Marc Staimer, president of Dragon Slayer Consulting, said the recent uptick in data management news, such as StrongBox updating its StrongLink product to support Linear Tape File System (LTFS) in late June, shouldn't be taken as a problem that has reached some sort of boiling point. For the past four months, every organization's IT efforts were focused on responding to COVID-19 -- building out remote work infrastructure, VPN, Remote Desktop Protocol (RDP) and finding ways to protect all of it. Managing large volumes of decentralized data had simply taken a backseat.

"People have solved their immediate COVID problems, but the old problems never went away. That's why we're seeing demand again," Staimer said.

Staimer said autonomous data management is in demand right now, unlike file-based backup and active archive, which were the functions of Aparavi's File Protect & Insight and Active Archive products. He said Aparavi is a good product on paper, but it will ultimately come down to how automated and how easy it makes data management tasks.

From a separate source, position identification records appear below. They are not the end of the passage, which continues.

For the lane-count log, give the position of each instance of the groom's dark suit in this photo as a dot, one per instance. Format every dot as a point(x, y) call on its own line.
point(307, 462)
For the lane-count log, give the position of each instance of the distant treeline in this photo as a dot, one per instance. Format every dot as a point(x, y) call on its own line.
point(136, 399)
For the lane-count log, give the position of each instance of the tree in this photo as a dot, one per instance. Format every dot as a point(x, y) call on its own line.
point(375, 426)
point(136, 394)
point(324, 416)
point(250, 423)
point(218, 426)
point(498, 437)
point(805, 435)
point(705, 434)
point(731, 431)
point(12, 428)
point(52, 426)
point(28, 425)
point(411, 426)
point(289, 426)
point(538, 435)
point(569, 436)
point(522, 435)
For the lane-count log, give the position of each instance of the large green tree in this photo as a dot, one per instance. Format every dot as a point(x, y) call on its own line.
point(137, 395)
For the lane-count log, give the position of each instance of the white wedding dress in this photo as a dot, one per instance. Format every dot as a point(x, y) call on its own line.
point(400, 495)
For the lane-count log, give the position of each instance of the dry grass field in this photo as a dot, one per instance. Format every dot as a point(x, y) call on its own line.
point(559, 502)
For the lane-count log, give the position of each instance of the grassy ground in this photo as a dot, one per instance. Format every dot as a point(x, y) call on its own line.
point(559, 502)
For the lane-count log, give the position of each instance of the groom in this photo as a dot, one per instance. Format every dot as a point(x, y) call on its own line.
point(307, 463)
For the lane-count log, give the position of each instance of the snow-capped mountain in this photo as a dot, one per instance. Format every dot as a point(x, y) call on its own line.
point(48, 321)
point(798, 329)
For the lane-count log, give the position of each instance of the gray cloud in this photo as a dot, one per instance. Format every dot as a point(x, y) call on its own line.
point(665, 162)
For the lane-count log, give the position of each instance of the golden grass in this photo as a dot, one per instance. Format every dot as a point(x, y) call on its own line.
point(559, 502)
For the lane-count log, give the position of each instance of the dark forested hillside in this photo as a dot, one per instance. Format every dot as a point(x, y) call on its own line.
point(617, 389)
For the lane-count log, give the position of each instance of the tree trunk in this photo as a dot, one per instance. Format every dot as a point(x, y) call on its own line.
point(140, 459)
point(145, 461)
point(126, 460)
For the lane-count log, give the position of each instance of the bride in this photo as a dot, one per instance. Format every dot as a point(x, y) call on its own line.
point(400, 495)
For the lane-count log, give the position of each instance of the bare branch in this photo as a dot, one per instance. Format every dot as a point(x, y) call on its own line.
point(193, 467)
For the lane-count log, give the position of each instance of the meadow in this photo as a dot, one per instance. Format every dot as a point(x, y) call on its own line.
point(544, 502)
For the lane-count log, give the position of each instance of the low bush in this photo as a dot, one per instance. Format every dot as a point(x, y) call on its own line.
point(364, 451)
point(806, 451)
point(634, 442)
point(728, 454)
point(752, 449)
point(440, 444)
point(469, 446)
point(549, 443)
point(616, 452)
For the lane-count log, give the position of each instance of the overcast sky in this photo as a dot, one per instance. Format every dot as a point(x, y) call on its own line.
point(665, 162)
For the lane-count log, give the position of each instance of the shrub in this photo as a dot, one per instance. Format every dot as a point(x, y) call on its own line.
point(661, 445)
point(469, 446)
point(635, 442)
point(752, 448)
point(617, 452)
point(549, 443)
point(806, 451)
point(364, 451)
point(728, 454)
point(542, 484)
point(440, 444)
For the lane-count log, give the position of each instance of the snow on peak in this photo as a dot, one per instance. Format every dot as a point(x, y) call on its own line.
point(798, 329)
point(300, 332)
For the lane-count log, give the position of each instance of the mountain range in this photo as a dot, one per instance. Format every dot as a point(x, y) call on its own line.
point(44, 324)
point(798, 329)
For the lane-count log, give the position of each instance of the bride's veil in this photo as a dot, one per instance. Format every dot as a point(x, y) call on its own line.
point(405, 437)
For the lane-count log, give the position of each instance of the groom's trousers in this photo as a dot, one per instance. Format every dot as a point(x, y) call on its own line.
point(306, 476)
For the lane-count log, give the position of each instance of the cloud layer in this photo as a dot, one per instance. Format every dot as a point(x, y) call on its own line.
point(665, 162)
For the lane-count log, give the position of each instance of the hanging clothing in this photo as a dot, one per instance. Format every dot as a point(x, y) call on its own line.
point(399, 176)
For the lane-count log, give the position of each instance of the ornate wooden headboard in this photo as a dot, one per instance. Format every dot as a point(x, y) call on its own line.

He noted Aparavi doesn't have a learning engine, which could be a limiting factor.

Staimer stressed that there is much ambiguity around the term "data management," and that the type of data management Aparavi, Komprise and StrongLink perform is different from what Cohesity, Rubrik and Commvault do. The former group works with the data itself, but the latter is working with backup copies of the data, performing what Staimer describes as closer to "copy data management."